Here is a way of avoiding Ado's theorem, at the expense of using the Poincare-Birkhoff-Witt Theorem. The PBW theorem has no finite dimensionality or characteristic hypotheses, so you may like this better. Note, however, that I will realize finite dimensional Lie algebras as endomrophisms of infinite dimensional vector spaces.

Let's define a concrete Lie algebra to be a vector space $V$, and a vector subspace $\mathfrak{h}$ of $\mathrm{End}(V)$ closed under commutator.

Theorem: Every Lie algebra is isomorphic to a concrete Lie algebra.

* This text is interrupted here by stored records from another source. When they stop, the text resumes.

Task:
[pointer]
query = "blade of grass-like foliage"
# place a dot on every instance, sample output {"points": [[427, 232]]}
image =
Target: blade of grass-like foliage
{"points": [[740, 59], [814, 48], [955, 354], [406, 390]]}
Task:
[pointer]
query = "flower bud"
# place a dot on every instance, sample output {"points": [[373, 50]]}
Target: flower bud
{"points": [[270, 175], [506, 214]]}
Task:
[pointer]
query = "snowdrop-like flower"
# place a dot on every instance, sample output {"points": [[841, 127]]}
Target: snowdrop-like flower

Proof: Let $\mathfrak{g}$ be a Lie algebra and $U$ its universal enveloping algebra. The Lie algebra $\mathfrak{g}$ acts on $U$ by left multiplication, so this gives a map $\mathfrak{g} \to U$ taking bracket to commutator. We must prove this map is injective.

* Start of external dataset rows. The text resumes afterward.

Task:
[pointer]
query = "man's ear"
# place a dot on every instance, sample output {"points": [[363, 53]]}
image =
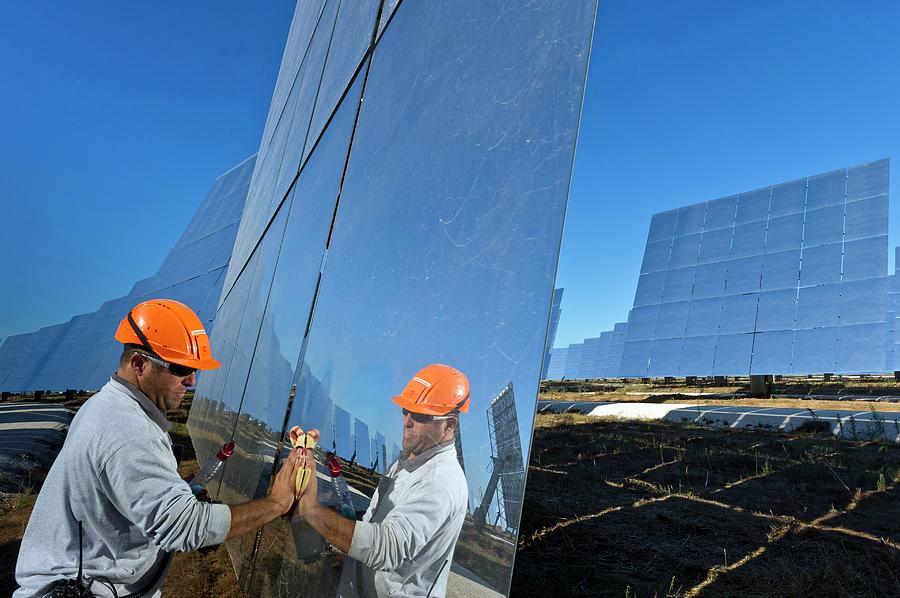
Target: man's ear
{"points": [[137, 363]]}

Choose a basis ${ v_i }$ for $\mathfrak{g}$. Suppose that left multiplication by $\sum a_i v_i$ is $0$. Then $\left( \sum a_i v_i \right) \cdot 1 = \sum a_i v_i$ would be zero in $U$. But, by the PBW theorem, the $v_i$ are linearly independent in $U$, a contradiction. QED

As far as I know, this special case of PBW is as hard as the whole theorem.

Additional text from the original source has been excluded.